ABSTRACT

George Hutchinson’s The Harlem Renaissance in Black and White (1995) was the first major study to offer a sustained analysis of the impact of Boasian anthropology upon Harlem Renaissance techniques of cultural description. Since then, a number of commentators have elaborated upon his assessment that Boas ‘bequeathed a dual, even contradictory, legacy to the 1920s’ (Hutchinson 1995, 76). Vernon J. Williams pays detailed attention to what he terms ‘the ‘Boasian paradox’ – the contradiction between his philosophical egalitarian sentiments and his recontextualization of traditional European and American physical anthropology’ (1996, 6). More recently, Barbara Foley has addressed the conceptual limitations of Boas’s thinking on race, contending that his tendency to analyse racism in emotional or psychological terms fails to account for ‘the material foundations of racism’ (Foley 2003, 153).

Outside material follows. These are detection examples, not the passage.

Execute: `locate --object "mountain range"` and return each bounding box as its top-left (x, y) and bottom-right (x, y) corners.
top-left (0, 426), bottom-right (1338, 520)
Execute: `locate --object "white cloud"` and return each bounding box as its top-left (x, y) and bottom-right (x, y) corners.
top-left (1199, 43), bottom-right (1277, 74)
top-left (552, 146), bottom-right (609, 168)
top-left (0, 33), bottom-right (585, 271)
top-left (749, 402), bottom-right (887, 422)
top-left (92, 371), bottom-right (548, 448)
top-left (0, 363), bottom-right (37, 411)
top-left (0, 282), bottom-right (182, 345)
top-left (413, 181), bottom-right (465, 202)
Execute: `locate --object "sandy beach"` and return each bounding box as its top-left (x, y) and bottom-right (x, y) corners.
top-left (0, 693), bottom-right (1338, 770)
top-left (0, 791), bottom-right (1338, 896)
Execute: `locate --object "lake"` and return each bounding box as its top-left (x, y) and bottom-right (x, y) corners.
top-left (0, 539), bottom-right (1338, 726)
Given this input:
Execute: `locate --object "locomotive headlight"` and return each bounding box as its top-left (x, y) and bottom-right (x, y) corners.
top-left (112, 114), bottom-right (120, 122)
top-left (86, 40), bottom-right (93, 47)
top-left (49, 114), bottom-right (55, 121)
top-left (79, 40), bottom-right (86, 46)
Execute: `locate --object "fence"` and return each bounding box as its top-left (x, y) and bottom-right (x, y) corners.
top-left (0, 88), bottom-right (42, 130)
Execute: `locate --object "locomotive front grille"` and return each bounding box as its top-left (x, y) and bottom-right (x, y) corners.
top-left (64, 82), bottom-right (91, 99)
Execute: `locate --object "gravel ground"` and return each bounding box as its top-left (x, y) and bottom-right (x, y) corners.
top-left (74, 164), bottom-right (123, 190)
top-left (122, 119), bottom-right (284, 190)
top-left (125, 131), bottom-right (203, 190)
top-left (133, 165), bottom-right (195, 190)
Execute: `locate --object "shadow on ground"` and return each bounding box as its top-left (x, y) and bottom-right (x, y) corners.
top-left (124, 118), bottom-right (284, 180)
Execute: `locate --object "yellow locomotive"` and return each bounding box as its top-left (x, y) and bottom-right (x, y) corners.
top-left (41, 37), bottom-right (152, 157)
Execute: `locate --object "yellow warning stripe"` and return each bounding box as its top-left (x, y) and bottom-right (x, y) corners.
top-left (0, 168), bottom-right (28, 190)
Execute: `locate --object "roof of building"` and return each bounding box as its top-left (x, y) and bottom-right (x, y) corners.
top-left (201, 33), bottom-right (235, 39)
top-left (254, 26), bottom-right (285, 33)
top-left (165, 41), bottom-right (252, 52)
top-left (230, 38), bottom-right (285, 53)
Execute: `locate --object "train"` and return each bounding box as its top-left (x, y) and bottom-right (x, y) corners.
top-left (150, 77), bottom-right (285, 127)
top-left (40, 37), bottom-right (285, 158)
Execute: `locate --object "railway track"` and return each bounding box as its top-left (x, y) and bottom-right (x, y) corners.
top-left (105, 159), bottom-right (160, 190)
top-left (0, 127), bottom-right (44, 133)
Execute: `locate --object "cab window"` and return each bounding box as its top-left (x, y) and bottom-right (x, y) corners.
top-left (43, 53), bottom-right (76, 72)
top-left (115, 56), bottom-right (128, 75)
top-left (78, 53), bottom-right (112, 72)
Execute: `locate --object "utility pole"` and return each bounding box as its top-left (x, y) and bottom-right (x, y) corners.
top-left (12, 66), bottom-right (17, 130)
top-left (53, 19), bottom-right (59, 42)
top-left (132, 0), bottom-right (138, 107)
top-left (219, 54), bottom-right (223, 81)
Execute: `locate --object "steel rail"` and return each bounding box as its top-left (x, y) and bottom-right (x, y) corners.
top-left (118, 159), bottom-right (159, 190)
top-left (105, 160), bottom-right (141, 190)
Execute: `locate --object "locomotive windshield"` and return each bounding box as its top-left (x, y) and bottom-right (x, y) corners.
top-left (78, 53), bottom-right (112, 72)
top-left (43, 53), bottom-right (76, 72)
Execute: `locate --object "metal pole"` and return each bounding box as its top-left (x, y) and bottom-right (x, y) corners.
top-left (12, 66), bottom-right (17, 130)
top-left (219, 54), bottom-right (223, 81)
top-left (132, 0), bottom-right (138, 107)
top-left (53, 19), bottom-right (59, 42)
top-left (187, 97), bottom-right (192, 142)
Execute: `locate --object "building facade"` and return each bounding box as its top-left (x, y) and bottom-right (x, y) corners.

She finds comparable limitations in key Harlem Renaissance texts, not least Alain Locke’s landmark anthology, The New Negro. Michael A. Elliott suggests an alternative point of entry to the issue, arguing that Boas’s work ‘crystallizes the possibilities and the dilemmas of the documentation of culture’ (2002, 3). Although Boas consistently challenged the racist logic of social Darwinism, his culture concept ‘suffered from a crucial limitation, the inability to account for cultural change’ (Elliott 2002, xxvi).